Diff, comparing files

Today I was thinking how are pandas’ series and dataframe types different?

diff -y <(python -c 'import pandas;[print(k) for k in dir(pandas.DataFrame)]') <(python -c 'import pandas;[print(k) for k in dir(pandas.Series)]')

Filtering the results by piping the above to sed -ne '/</p', sed -ne '/>/p', sed -ne '/|/p' can display more details.

More generally, let’s say you want to compare to files, one containing the dataframe functions df_fs and another containing the series functions s_fs. Those can be obtained by hitting TAB after importing pandas, as below

Python 3.8.10 (default, Nov 26 2021, 20:14:08) 
[GCC 9.3.0] on linux
Type "help", "copyright", "credits" or "license" for more information.
>>> import pandas
>>> pandas.DataFrame.
Display all 212 possibilities? (y or n)
pandas.DataFrame.T                   pandas.DataFrame.gt(                 pandas.DataFrame.resample(
pandas.DataFrame.abs(                pandas.DataFrame.head(               pandas.DataFrame.reset_index(
pandas.DataFrame.add(                pandas.DataFrame.hist(               pandas.DataFrame.rfloordiv(
...

and similarly for the series

>>> pandas.Series.
Display all 213 possibilities? (y or n)
pandas.Series.T                        pandas.Series.ge(                      pandas.Series.rename_axis(
pandas.Series.abs(                     pandas.Series.get(                     pandas.Series.reorder_levels(
pandas.Series.add(                     pandas.Series.groupby(                 pandas.Series.repeat(
...

If the text is copied from the terminal and placed in files df_fs and s_fs, respectively, we can proceed as follows.

diff -y <(for k in `cat s_fs`; do echo $k; done | sed 's/pandas.Series.//' | sort) <(for k in `cat df_fs`; do echo $k; done | sed 's/pandas.DataFrame.//' | sort)

I’ll break this down:

diff -y FILE1 FILE2

is the original syntax for the diff command to show the difference in two adjacent columns.
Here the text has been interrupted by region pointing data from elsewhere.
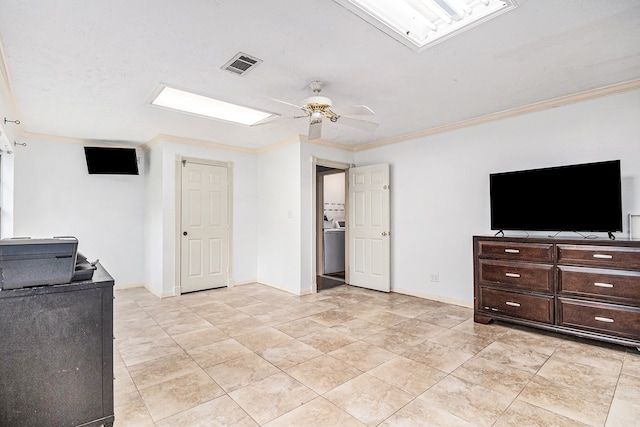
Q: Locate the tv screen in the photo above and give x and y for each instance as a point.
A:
(108, 160)
(584, 197)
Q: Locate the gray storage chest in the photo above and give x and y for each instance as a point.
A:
(35, 262)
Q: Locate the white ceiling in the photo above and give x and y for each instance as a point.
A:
(87, 69)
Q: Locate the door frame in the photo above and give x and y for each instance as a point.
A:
(317, 217)
(179, 161)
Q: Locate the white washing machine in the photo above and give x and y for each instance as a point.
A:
(333, 250)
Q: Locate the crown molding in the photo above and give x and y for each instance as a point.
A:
(526, 109)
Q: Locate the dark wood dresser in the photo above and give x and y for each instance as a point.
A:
(56, 354)
(583, 287)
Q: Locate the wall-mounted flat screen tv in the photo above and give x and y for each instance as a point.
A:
(113, 161)
(583, 197)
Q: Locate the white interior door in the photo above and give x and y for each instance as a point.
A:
(205, 227)
(369, 241)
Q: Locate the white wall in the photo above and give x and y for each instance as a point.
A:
(160, 215)
(440, 183)
(279, 217)
(55, 196)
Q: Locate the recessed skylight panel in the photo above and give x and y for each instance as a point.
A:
(192, 103)
(419, 23)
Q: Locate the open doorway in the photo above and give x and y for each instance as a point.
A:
(331, 230)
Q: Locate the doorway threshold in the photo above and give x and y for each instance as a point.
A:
(328, 282)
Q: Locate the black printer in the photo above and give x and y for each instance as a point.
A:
(26, 262)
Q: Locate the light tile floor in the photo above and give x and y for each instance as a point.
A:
(252, 355)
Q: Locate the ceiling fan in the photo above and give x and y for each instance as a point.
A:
(317, 107)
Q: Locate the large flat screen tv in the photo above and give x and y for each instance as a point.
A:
(583, 197)
(110, 160)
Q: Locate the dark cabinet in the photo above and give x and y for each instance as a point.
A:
(56, 354)
(587, 288)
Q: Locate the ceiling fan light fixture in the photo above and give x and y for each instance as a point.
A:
(191, 103)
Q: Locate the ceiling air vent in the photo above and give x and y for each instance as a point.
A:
(241, 64)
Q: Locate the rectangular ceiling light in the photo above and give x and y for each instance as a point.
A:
(419, 23)
(192, 103)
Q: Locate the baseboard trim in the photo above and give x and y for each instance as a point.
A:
(438, 298)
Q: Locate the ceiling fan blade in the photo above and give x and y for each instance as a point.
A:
(354, 110)
(357, 123)
(315, 127)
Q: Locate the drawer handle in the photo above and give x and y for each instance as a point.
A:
(603, 285)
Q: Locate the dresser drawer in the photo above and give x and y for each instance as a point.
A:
(534, 252)
(512, 275)
(614, 285)
(530, 307)
(599, 317)
(606, 256)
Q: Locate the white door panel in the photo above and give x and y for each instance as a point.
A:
(369, 249)
(205, 228)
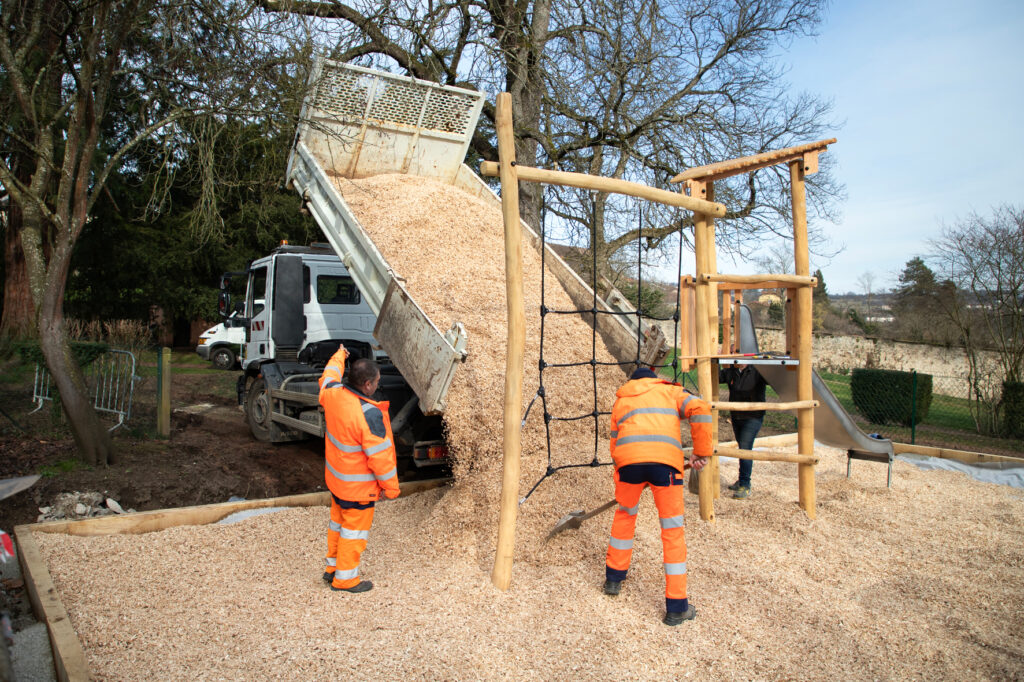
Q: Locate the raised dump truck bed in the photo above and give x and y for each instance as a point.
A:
(358, 122)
In our command there are two process substitutions (<(commands)) instead of files. The first part in the process substitution is a loop that prints the contents of the file as one column, taking advantage of word splitting. The second part, removes the pandas.Series. from the function name (and the same for pandas.DataFrame. in the 2nd process substitution). The third part of the pipe sorts the functions, in case they weren’t sorted.